In Defense of Permissive Parenting: Why Talking Back May Lead to Smarter Kids

Inside a convenience store, Xenia is battling her 4-year-old son, Paulino, over buying a soft drink. She wants him to try a small size, he wants a larger one. "That one does not work," she says, referring to the rack of big cups. "These [smaller] ones do."

Xenia eventually won the battle over beverages, but she may have lost the parenting war, according to a pair of new studies, highlighting how small differences in communication style can have a large impact on kids. And in many cases, it's minority families like this one (Xenia and Paulino are Mexican-American) that suffer the most.

Moms, dads, or caregivers who mainly talk to their offspring using commands, like Xenia, who was cited in the study, rather than reasoning may get their kids to do what they want, but they also fail to develop their children's minds, the research out of the University of California, Berkeley, and UCLA suggests.

The findings have particular significance for minority communities where do-as-I-say exchanges have long predominated over more nuanced argument. But they may also resonant with policy wonks, as Washington debates whether to expand publicly funded preschool programs. Reading, singing, dancing and other activities at the heart of the government's multi-billion-dollar Head Start program may help low-income kids aged zero to 5. But a crucial link, these studies suggest, is coaching parents to explain decisions with their children─and letting them talk back, at least just a little bit.

In one of the studies due out early next year in the journal of Developmental Psychology, researchers spent more than a year studying two dozen Mexican-American families, observing real-world mother-child interactions like those between Xenia and Paulino. Mexican-American kids were found to spend around twice as much time watching television than reading. But the study's most striking results had to do with parenting techniques. Of the more than 1,400 exchanges that researchers documented of a mother wanting her child to do something, a mere 8 percent included "reasoning," while just 9 percent included clarification of what the child should be doing instead. By far the biggest category was "direct verbal commands," which accounted for 42 percent of parenting efforts. (Incidentally, the overall success rate with these strategies was almost 75 percent.) Other studies have found that white parents deploy reasoning techniques more than a third of the time—"inviting more complex thought and language development" as they do so, according to Bruce Fuller, a UC Berkeley professor of education and public policy, who coauthored the research.
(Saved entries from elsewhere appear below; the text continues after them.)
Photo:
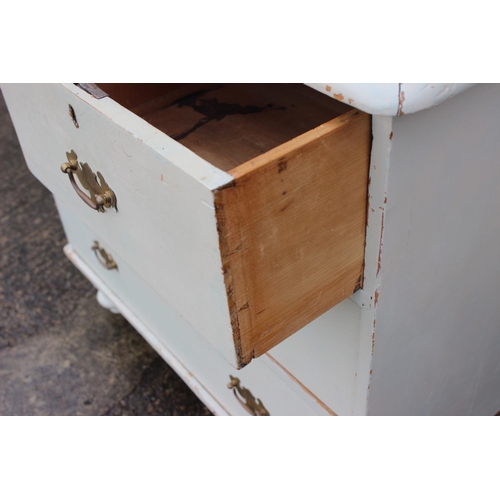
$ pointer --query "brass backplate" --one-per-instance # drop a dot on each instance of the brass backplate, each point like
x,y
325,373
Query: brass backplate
x,y
101,195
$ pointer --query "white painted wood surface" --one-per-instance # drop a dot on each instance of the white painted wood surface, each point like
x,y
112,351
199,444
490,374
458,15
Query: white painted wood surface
x,y
391,99
165,227
437,335
422,337
200,366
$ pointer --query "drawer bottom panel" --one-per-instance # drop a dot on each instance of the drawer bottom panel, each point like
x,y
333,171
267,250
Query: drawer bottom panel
x,y
201,367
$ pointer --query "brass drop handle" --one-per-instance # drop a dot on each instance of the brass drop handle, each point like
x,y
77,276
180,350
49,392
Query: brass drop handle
x,y
247,400
101,196
103,257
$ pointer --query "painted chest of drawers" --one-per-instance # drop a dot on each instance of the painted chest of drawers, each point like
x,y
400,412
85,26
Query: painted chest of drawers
x,y
286,252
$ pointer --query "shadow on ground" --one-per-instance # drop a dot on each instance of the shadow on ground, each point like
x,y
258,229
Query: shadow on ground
x,y
60,352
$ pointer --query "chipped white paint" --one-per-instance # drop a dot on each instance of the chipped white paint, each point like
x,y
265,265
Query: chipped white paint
x,y
173,234
419,96
388,99
199,365
422,335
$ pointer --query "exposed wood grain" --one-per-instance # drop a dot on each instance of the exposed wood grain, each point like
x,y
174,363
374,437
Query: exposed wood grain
x,y
292,229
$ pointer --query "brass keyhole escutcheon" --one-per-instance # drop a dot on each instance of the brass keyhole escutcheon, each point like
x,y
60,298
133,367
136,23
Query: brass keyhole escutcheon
x,y
101,195
103,257
246,399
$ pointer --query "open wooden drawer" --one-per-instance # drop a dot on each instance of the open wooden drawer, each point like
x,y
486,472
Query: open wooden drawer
x,y
243,206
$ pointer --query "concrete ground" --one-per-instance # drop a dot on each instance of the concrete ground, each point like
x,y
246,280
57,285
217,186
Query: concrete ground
x,y
60,352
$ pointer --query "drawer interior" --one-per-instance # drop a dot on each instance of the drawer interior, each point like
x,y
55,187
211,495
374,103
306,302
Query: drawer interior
x,y
228,124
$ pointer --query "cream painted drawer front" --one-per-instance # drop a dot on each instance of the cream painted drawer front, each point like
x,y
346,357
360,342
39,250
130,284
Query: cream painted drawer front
x,y
248,256
204,370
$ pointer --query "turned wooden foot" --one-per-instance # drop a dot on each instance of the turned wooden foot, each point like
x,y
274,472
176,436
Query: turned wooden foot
x,y
105,302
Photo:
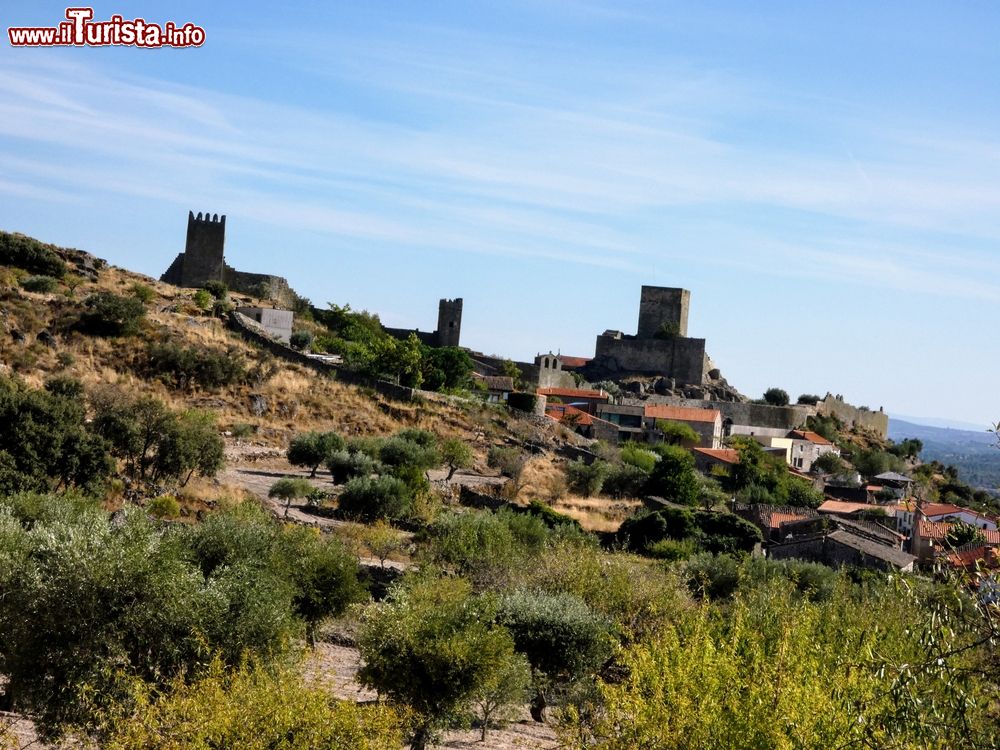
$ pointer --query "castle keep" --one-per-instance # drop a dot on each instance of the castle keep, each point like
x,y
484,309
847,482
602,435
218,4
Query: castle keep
x,y
203,261
660,346
449,327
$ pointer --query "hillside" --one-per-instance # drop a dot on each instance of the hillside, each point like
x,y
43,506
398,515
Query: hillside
x,y
974,454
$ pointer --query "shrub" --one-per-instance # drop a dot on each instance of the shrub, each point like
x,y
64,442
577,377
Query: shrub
x,y
368,499
164,506
432,646
561,637
185,367
109,314
637,456
301,340
310,449
253,707
145,294
673,478
455,454
288,489
586,479
202,299
31,255
776,397
217,289
625,480
41,284
344,466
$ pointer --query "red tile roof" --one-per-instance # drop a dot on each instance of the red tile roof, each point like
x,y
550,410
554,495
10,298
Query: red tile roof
x,y
569,414
777,519
812,437
726,455
681,413
572,393
845,508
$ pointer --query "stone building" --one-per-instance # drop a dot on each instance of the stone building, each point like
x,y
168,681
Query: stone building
x,y
660,346
449,326
203,260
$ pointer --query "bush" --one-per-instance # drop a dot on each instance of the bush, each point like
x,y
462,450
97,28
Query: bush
x,y
31,255
41,284
202,299
368,499
586,479
252,707
217,289
109,314
344,466
635,455
145,294
310,449
433,646
164,506
186,367
776,397
625,480
563,640
673,478
301,340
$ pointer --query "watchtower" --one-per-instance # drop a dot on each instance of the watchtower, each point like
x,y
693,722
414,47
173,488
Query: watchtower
x,y
659,305
203,251
449,322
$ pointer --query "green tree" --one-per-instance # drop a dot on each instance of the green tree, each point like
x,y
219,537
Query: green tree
x,y
563,640
432,646
368,499
674,478
288,489
455,454
587,479
310,449
776,397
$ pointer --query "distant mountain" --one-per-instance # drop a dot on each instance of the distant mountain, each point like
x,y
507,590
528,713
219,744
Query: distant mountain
x,y
974,453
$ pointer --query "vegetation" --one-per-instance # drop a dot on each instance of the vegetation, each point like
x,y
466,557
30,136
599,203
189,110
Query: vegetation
x,y
433,646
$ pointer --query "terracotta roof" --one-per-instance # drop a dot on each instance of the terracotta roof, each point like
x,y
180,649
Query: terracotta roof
x,y
726,455
498,382
564,413
812,437
842,507
932,530
681,413
776,519
572,393
573,361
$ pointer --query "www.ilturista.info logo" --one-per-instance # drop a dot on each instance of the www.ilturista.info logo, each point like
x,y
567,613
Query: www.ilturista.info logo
x,y
80,30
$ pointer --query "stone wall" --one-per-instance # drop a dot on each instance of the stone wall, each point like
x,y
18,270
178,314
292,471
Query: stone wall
x,y
680,358
658,305
878,421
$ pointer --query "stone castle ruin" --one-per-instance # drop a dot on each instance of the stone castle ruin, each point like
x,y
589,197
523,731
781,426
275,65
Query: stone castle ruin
x,y
660,346
449,327
203,261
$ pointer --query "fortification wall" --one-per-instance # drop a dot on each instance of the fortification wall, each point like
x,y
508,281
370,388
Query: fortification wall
x,y
658,305
256,283
878,421
680,358
743,413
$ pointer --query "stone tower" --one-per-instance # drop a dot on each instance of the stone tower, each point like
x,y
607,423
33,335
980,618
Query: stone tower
x,y
659,305
449,322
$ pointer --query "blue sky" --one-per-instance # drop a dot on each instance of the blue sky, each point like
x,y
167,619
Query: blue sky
x,y
824,178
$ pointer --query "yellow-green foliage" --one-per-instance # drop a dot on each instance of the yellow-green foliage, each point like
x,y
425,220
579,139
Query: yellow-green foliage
x,y
251,708
776,670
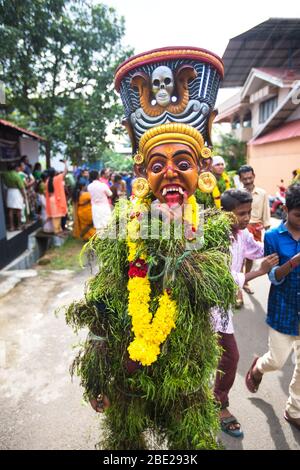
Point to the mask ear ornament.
(206, 152)
(207, 182)
(140, 187)
(138, 158)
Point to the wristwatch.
(293, 264)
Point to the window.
(236, 122)
(247, 119)
(266, 108)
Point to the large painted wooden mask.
(169, 96)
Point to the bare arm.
(286, 268)
(267, 264)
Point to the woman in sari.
(56, 203)
(82, 210)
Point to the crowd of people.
(87, 197)
(79, 199)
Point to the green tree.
(232, 150)
(58, 59)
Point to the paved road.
(41, 409)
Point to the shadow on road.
(275, 426)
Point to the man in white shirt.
(260, 213)
(101, 209)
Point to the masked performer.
(151, 354)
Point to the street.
(42, 409)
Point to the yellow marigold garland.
(150, 331)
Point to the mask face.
(172, 170)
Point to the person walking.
(100, 192)
(242, 245)
(15, 196)
(283, 314)
(118, 189)
(223, 183)
(260, 216)
(56, 202)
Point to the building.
(15, 142)
(264, 63)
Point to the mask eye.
(184, 165)
(157, 167)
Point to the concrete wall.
(273, 162)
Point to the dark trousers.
(227, 368)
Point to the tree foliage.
(58, 59)
(232, 150)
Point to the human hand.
(296, 260)
(268, 263)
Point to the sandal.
(226, 426)
(293, 421)
(251, 382)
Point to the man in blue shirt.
(283, 316)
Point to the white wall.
(29, 147)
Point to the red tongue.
(172, 199)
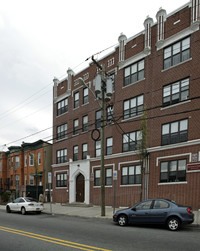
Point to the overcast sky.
(40, 39)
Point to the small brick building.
(22, 167)
(157, 69)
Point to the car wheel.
(23, 210)
(173, 223)
(122, 220)
(8, 209)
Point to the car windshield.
(29, 199)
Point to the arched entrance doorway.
(80, 188)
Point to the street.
(47, 232)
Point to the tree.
(142, 150)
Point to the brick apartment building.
(21, 166)
(157, 69)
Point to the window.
(75, 127)
(31, 159)
(97, 178)
(131, 175)
(173, 171)
(85, 123)
(98, 119)
(85, 95)
(75, 155)
(144, 205)
(109, 145)
(62, 106)
(61, 156)
(130, 141)
(61, 180)
(108, 181)
(16, 161)
(110, 114)
(134, 73)
(177, 53)
(133, 107)
(84, 151)
(176, 92)
(97, 148)
(76, 100)
(17, 180)
(159, 204)
(39, 158)
(31, 180)
(62, 131)
(175, 132)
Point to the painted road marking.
(52, 240)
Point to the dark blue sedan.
(156, 211)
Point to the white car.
(24, 204)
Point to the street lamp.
(100, 87)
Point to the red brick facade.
(19, 164)
(172, 117)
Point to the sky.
(41, 39)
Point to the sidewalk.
(88, 211)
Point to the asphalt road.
(47, 232)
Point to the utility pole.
(103, 92)
(104, 86)
(102, 142)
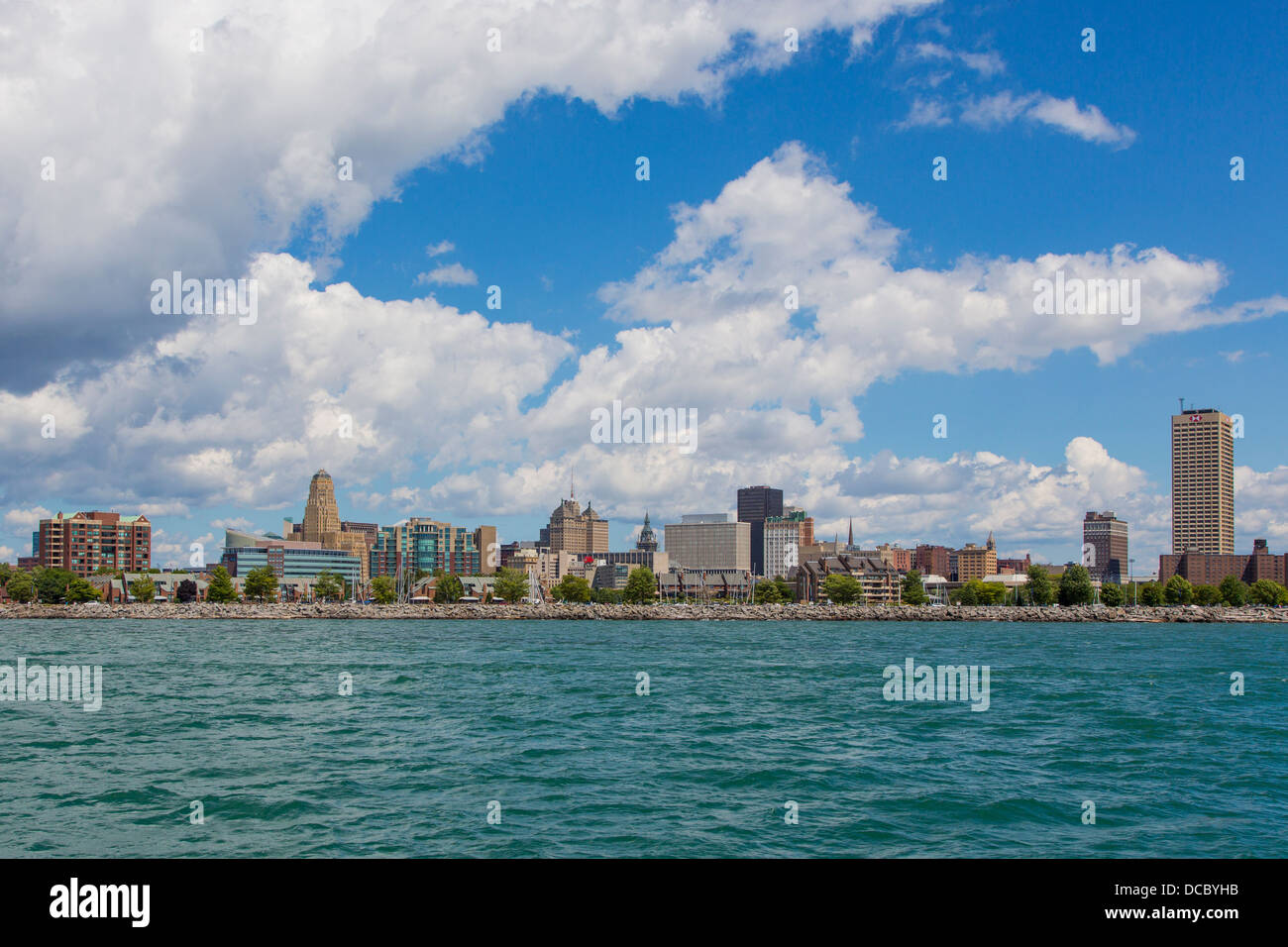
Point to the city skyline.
(914, 388)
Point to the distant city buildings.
(931, 561)
(578, 531)
(708, 541)
(322, 525)
(756, 505)
(287, 560)
(977, 562)
(1106, 538)
(647, 540)
(880, 581)
(421, 544)
(1202, 482)
(707, 554)
(785, 538)
(1210, 569)
(85, 541)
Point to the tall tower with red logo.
(1202, 480)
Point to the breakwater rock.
(649, 612)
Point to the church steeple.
(647, 540)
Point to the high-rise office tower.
(1202, 480)
(755, 505)
(1107, 538)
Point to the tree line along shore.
(98, 611)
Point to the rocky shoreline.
(651, 612)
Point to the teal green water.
(742, 716)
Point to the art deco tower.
(1202, 482)
(321, 514)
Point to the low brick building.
(1210, 569)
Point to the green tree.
(1076, 587)
(1179, 591)
(81, 590)
(21, 587)
(185, 591)
(1207, 595)
(1150, 594)
(1265, 591)
(991, 592)
(382, 590)
(143, 589)
(329, 586)
(52, 583)
(842, 590)
(449, 589)
(913, 591)
(572, 589)
(1041, 591)
(220, 587)
(261, 583)
(640, 585)
(511, 583)
(1233, 590)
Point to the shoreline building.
(574, 530)
(931, 561)
(322, 525)
(977, 562)
(647, 541)
(426, 544)
(85, 541)
(880, 579)
(708, 543)
(1202, 482)
(1210, 569)
(756, 505)
(786, 538)
(291, 561)
(1107, 536)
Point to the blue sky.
(1050, 150)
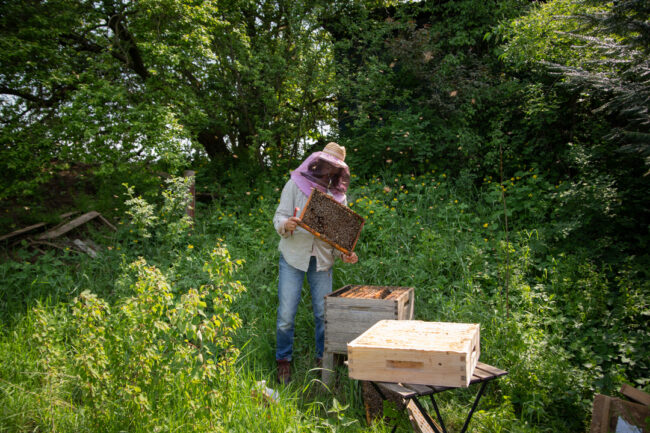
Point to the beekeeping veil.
(325, 171)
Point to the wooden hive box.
(329, 220)
(352, 309)
(417, 352)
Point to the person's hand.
(350, 258)
(291, 224)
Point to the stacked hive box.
(352, 309)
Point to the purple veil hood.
(302, 176)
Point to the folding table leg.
(471, 412)
(435, 407)
(426, 416)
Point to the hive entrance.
(331, 221)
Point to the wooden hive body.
(329, 220)
(417, 352)
(352, 309)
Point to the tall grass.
(428, 232)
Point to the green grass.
(549, 328)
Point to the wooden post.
(192, 204)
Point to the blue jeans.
(289, 289)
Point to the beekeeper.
(301, 253)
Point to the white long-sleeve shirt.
(298, 248)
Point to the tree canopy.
(117, 81)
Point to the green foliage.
(170, 221)
(149, 352)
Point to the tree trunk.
(213, 142)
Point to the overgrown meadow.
(173, 327)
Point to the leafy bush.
(148, 353)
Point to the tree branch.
(134, 59)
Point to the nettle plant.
(150, 345)
(169, 220)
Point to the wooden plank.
(397, 388)
(85, 248)
(362, 304)
(22, 231)
(342, 317)
(600, 414)
(105, 221)
(51, 234)
(33, 227)
(496, 372)
(419, 389)
(635, 394)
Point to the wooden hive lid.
(419, 335)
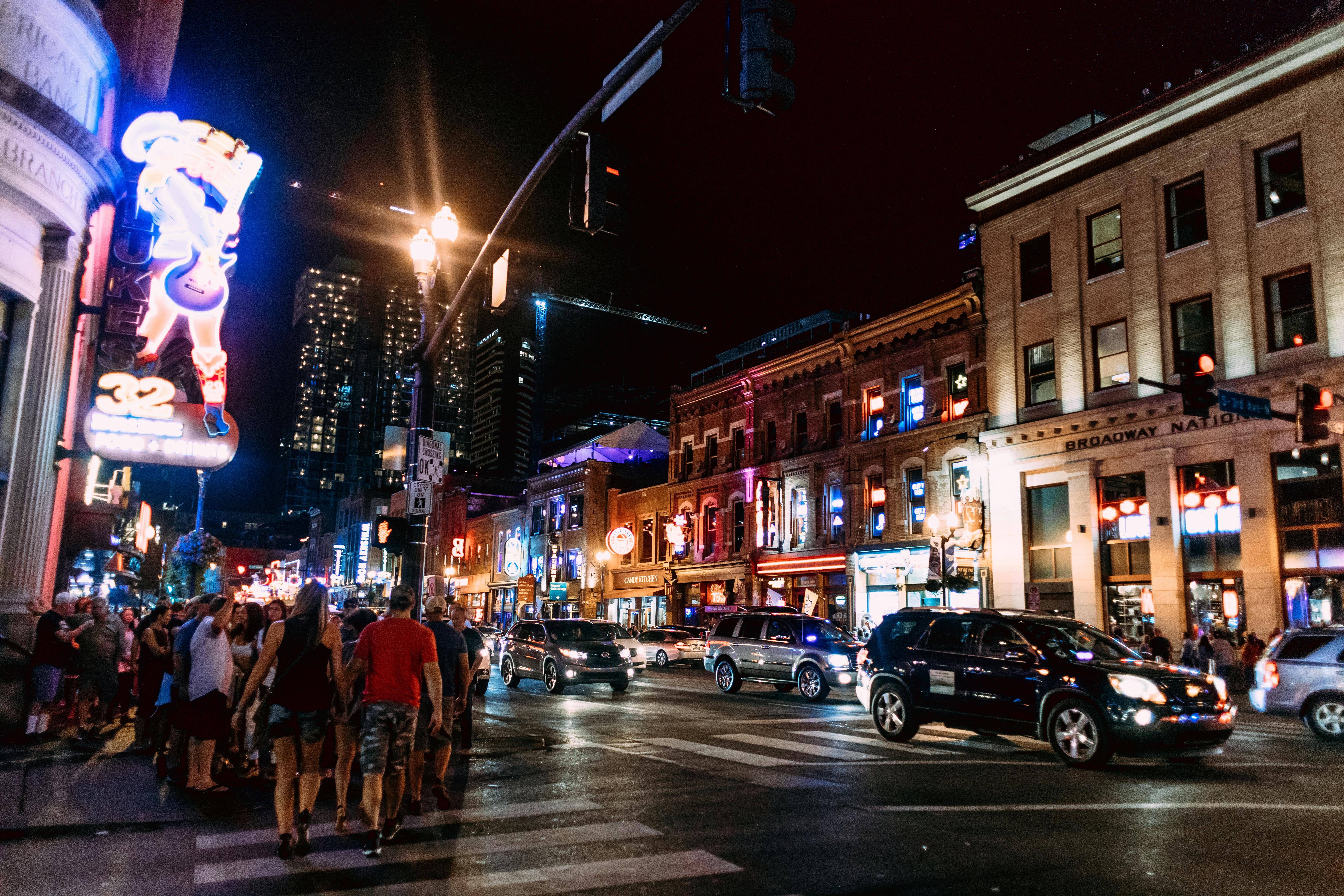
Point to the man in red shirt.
(393, 655)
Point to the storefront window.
(1052, 555)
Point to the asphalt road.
(674, 788)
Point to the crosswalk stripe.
(871, 742)
(429, 820)
(794, 746)
(435, 850)
(718, 753)
(564, 879)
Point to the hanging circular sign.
(620, 541)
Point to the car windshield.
(1074, 641)
(574, 631)
(816, 631)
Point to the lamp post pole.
(429, 254)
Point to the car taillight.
(1272, 675)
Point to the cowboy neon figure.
(194, 185)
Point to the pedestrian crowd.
(276, 692)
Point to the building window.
(1291, 312)
(1193, 327)
(1105, 245)
(912, 404)
(1034, 257)
(1041, 373)
(1112, 353)
(740, 526)
(873, 412)
(1187, 222)
(877, 507)
(1052, 555)
(917, 500)
(1283, 186)
(835, 508)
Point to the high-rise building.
(354, 326)
(506, 389)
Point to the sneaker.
(303, 847)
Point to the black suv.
(564, 652)
(1044, 676)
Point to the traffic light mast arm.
(553, 152)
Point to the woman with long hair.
(303, 648)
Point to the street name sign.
(1245, 405)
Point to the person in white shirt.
(208, 690)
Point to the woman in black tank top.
(303, 648)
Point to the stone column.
(1089, 598)
(1261, 582)
(26, 522)
(1164, 554)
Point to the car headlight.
(1138, 688)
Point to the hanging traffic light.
(1314, 413)
(597, 186)
(763, 23)
(390, 534)
(1197, 383)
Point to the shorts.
(424, 739)
(386, 734)
(310, 727)
(209, 717)
(46, 683)
(99, 683)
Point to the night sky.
(738, 222)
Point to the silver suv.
(1303, 675)
(784, 649)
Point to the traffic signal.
(390, 534)
(763, 48)
(597, 186)
(1197, 383)
(1314, 413)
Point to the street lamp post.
(429, 254)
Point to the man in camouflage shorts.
(393, 655)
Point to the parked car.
(619, 633)
(781, 649)
(1303, 675)
(1042, 676)
(665, 647)
(564, 652)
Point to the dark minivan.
(1044, 676)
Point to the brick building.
(815, 479)
(1202, 221)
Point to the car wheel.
(726, 676)
(1326, 718)
(552, 678)
(892, 714)
(509, 674)
(1080, 737)
(812, 684)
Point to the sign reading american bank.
(1151, 432)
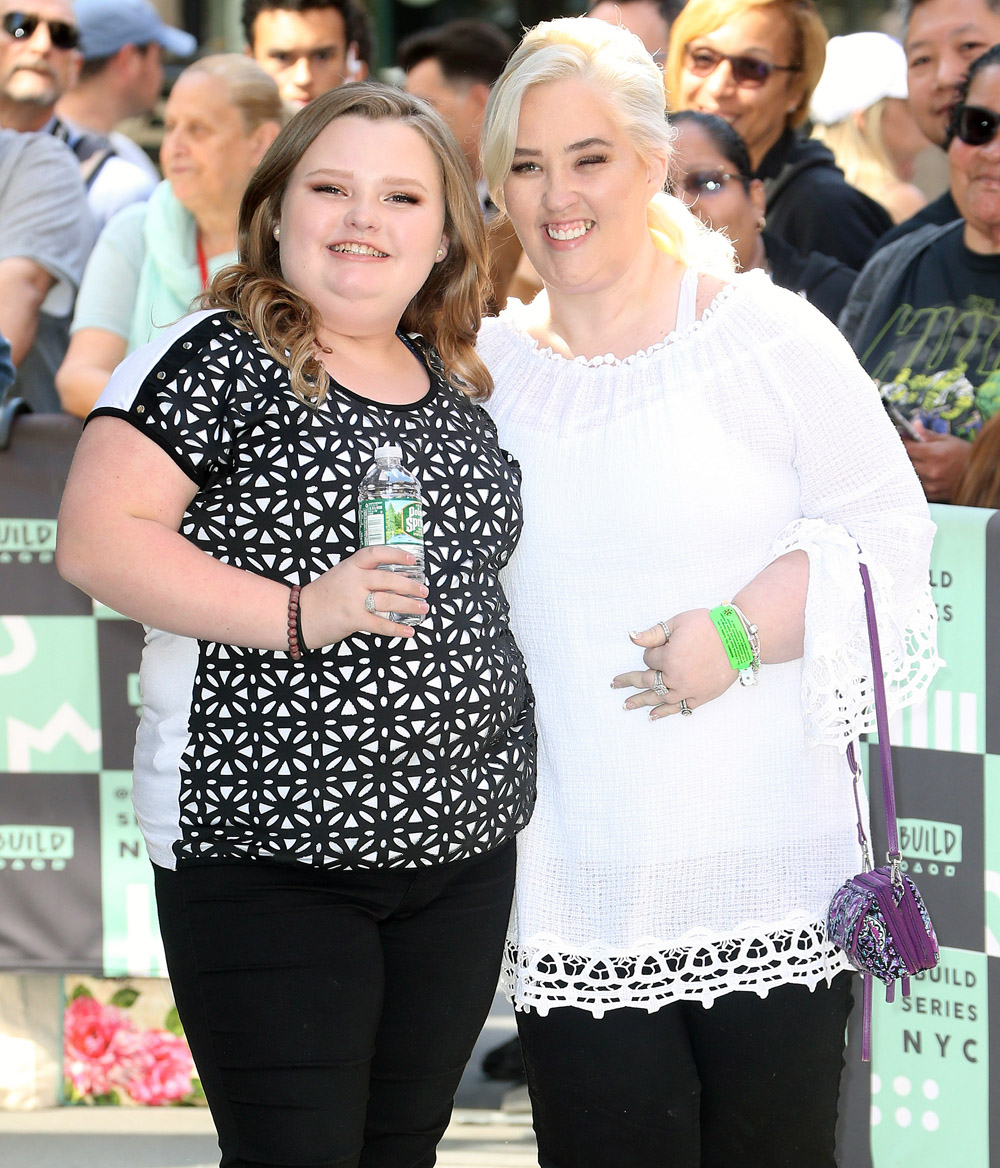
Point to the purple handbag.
(879, 918)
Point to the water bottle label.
(398, 522)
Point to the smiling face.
(758, 113)
(362, 221)
(208, 152)
(974, 171)
(724, 203)
(577, 190)
(34, 73)
(943, 39)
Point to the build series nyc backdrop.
(76, 888)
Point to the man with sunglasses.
(39, 61)
(925, 311)
(48, 230)
(123, 44)
(942, 39)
In a second article, Fuller and colleagues found that parenting by declaration rather then explanation could undermine early childhood advantages within minority cultures. The work, due to be published this week in Maternal and Child Health Journal, tracked cognitive development among 8,000 children born in 2001, and found that Latino babies start life with significant benefits over other groups—including higher birth weights and lower mortality rates (two key factors in predicting brain performance). They also have mothers who eat better, and smoke and drink less than white or black peers, regardless of socioeconomic status. And they enter school with strong social skills and emotional stability. But despite being primed for success at birth, they soon lose ground when it comes to intellectual development: Latino kids fall up to six months behind their white counterparts in basic language and thinking skills by the time they are 2 or 3 years old, the study reports.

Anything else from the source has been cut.